The stock has already climbed in anticipation of both drugs hitting the market. But Jack Lamberton of NatWest Securities thinks that Rezulin, currently approved for use only by the 3 million or so type II diabetics who do not require insulin supplements could be cleared for use by all 15 million sufferers later this year. That wider market would double the drug's potential annual sales to $2 billion. As for Lipitor, if recent Warner-Lambert tests indicating it is superior to its competitors in reducing cholesterol prove to be correct, the drug would be poised to grab more of the market. For these reasons Lamberton estimates that Warner-Lambert's earnings could grow 25% annually and the stock could reach $120 in 12 months, for a 45% return.
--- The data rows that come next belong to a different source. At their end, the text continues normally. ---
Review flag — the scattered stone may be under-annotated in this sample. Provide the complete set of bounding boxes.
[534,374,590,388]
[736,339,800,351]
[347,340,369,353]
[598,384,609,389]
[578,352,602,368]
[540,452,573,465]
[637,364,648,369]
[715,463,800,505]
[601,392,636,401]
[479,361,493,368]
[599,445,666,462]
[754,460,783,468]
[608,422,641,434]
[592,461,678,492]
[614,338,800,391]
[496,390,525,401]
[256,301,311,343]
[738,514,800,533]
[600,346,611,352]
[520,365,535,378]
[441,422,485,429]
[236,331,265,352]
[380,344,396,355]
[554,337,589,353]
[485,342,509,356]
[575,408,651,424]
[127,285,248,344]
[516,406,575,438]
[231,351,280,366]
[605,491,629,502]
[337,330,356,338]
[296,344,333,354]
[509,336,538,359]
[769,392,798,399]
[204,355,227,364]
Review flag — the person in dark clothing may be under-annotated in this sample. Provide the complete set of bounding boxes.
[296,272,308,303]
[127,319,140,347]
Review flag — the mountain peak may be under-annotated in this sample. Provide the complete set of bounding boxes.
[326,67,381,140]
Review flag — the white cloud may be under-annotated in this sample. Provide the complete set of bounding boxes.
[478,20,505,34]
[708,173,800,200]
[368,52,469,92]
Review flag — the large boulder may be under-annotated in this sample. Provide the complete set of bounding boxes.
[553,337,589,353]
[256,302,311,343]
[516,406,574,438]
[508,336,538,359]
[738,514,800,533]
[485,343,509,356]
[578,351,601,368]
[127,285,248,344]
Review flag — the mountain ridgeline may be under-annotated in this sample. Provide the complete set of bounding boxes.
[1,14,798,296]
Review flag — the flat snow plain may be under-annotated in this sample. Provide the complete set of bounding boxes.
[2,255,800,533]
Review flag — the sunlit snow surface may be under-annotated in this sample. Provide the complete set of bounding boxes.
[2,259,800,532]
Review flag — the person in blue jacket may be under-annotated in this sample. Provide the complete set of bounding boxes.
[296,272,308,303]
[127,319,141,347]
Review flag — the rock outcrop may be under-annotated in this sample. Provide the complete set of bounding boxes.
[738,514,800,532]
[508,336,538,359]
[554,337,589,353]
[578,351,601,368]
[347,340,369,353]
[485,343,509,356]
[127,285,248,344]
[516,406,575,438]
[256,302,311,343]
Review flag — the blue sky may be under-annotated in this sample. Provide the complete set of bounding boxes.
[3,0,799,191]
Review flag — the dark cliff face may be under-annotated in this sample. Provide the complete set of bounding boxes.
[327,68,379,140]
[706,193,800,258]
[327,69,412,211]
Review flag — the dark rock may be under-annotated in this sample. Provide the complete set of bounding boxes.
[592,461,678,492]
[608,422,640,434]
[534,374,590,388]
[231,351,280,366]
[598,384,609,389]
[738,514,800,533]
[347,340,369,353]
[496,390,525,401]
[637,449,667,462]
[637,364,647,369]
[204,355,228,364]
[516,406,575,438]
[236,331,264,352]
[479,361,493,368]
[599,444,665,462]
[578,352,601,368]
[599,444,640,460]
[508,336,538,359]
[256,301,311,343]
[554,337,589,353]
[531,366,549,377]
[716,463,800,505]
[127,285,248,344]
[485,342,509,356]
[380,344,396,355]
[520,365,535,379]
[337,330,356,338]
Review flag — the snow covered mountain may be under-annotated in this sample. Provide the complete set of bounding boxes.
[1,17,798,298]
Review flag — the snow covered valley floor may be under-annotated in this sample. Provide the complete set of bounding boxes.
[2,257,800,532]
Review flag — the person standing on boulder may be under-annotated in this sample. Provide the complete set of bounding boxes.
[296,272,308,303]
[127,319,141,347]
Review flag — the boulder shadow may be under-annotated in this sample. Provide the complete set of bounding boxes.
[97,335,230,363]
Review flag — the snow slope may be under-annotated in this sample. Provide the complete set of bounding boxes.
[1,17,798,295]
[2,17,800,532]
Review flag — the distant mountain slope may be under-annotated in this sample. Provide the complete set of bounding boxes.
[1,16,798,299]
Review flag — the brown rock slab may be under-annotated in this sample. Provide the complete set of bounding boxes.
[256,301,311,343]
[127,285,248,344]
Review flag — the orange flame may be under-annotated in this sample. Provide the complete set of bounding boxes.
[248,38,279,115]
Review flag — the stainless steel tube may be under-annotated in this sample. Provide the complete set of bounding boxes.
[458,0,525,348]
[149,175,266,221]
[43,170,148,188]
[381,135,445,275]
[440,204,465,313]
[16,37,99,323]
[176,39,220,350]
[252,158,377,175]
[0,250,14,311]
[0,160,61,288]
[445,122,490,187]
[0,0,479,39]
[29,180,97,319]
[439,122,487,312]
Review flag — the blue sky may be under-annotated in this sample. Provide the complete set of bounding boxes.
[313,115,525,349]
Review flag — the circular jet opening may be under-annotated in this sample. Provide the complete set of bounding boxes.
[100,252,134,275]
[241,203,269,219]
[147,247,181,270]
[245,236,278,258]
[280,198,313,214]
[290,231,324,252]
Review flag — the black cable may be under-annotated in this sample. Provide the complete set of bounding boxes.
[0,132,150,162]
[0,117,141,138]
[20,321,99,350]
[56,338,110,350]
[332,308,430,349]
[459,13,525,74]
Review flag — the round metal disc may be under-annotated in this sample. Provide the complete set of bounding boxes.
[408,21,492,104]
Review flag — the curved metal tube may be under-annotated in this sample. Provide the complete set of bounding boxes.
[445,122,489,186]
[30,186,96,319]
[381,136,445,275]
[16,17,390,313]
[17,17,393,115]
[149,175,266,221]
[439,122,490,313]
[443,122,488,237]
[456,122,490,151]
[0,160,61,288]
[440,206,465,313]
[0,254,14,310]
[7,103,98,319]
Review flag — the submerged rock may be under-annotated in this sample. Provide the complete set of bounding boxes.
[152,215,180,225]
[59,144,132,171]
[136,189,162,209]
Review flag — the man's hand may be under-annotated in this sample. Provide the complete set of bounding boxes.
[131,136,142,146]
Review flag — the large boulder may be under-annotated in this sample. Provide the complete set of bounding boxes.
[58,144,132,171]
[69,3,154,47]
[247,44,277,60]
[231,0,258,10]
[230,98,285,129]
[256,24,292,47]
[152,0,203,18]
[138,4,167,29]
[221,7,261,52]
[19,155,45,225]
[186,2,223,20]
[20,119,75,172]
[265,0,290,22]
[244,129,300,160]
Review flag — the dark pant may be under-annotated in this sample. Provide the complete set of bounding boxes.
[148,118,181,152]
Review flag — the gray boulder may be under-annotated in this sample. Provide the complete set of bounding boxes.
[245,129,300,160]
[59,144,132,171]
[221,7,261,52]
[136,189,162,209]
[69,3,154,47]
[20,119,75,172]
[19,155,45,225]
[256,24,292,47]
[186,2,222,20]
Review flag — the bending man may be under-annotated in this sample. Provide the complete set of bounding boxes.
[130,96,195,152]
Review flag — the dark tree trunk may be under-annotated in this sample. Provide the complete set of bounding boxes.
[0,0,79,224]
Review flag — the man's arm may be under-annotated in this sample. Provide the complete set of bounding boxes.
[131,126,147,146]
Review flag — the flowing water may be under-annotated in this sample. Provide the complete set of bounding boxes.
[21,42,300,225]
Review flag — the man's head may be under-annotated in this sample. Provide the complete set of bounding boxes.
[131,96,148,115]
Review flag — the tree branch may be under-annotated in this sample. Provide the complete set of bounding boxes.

--DELTA & PINE LAND (DLP; NYSE, $37.25; 0.3% yield). With revenues of $190 million, Delta & Pine is the largest breeder, producer and marketer of cotton planting seed in the country. In 1996, the Scott, Miss. company introduced genetically engineered "Bt" cotton--currently the only seed licensed to use Monsanto's Bollgard gene, which repels bollworms and budworms. Farmers who plant Bt save on expensive insecticide, lose less of their crop to the varmints and stand to increase their profits by as much as $50 to $100 an acre. Bt has already captured 13% of the U.S. cottonseed market; George Dahlman of Piper Jaffray in Minneapolis expects it to claim a 40% share within the next four years. As the designer cotton catches on in the U.S. and internationally--there are at least 75 million acres of cotton worldwide--D&P's profits should rise by 30% to 40%, says Mark Wiltamuth of NatWest Securities. Dahlman looks for 45% annual growth in the next three to four years and a $45 stock in 12 months. That's a 21% return, and that ain't hay--it's cotton.